As I saw the blood, my own vision turned red. I'd had enough of this abuse.

My fury smoldering, I left his room to find our father.

After a quick search, I learned he was out in the training area watching as Styxx practiced his sword fighting.

"Father?"

He gave me an agitated stare that I'd dare to interrupt his encouragements to Styxx. "Is there a problem?"

"There is indeed. I want Acheron freed. I demand it."

He sneered at my request. "Why? What would he do with it?"

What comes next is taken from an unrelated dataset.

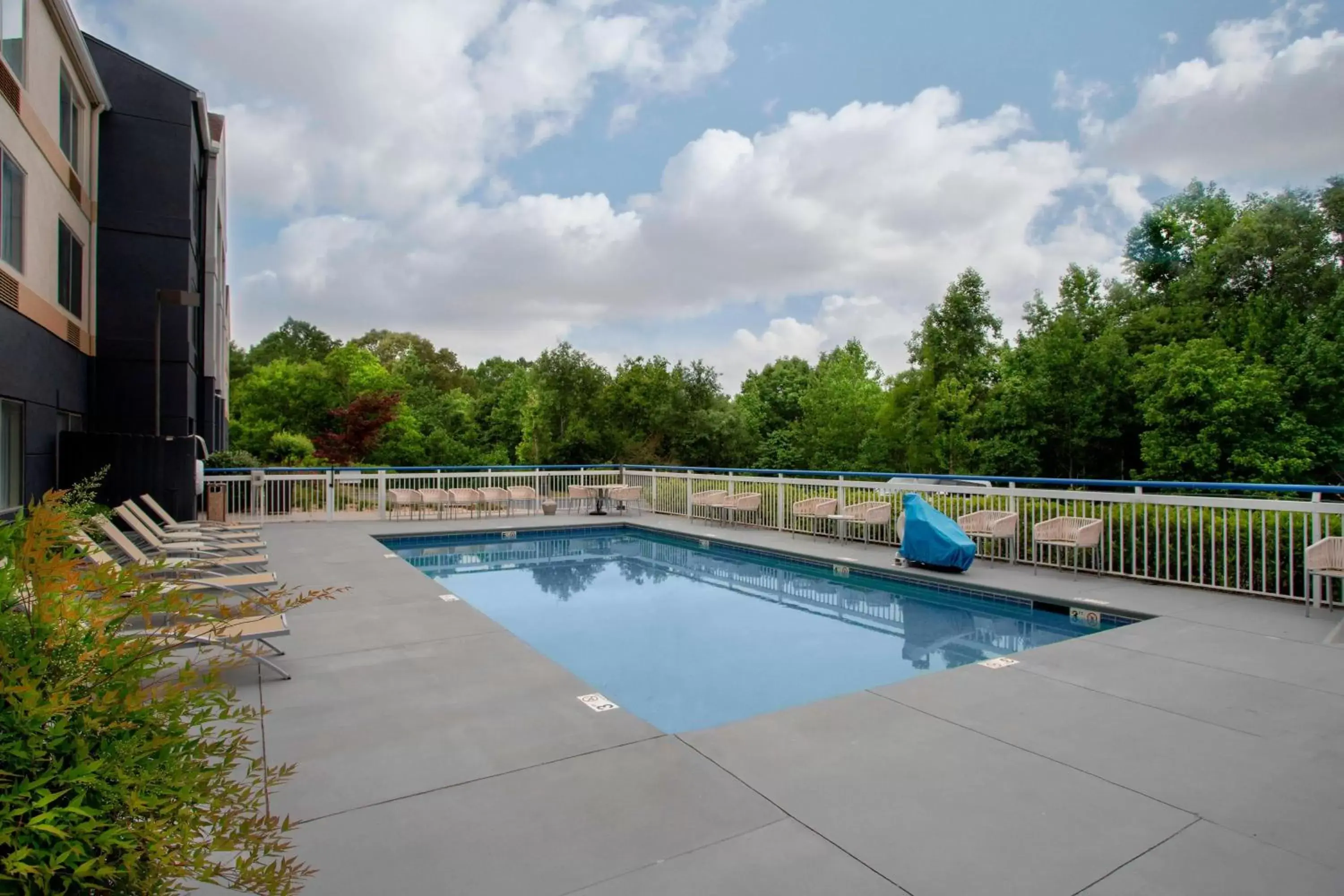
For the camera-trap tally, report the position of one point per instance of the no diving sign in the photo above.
(1084, 617)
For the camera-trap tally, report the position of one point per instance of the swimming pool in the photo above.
(690, 637)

I wanted him to understand what he was doing to someone who'd never caused him harm. Someone who was his own flesh and blood. "You can't leave him tied like a beast, Father. It's cruel. He can't even attend his basic needs."

"Nor can he shame us."

"Shame us how?"

"Women," he snarled. "You're ever blind. Can you not see him for what he is?"

I knew exactly who and what my brother was. "He's a boy, Father."

"He's a whore." There was more venom in those words than in the snake pit where my father threw his enemies.

It made my ire seethe. "He was a tortured slave you turned out into the street. What was he supposed to do?"

He answered me with a feral snarl.

But I refused to back down. "I won't have this, Father. I won't stand for it another minute. So help me, if you don't let him out of those shackles, I will shear the hair from my head and scar my face to the point that neither Apollo nor anyone else will have use for me."

"You wouldn't dare."

For the first time in my life, I stared at him as an equal. There was no doubt inside me that I could carry out the threat. "For Acheron's life, I would. He deserves better than to be kept as he is."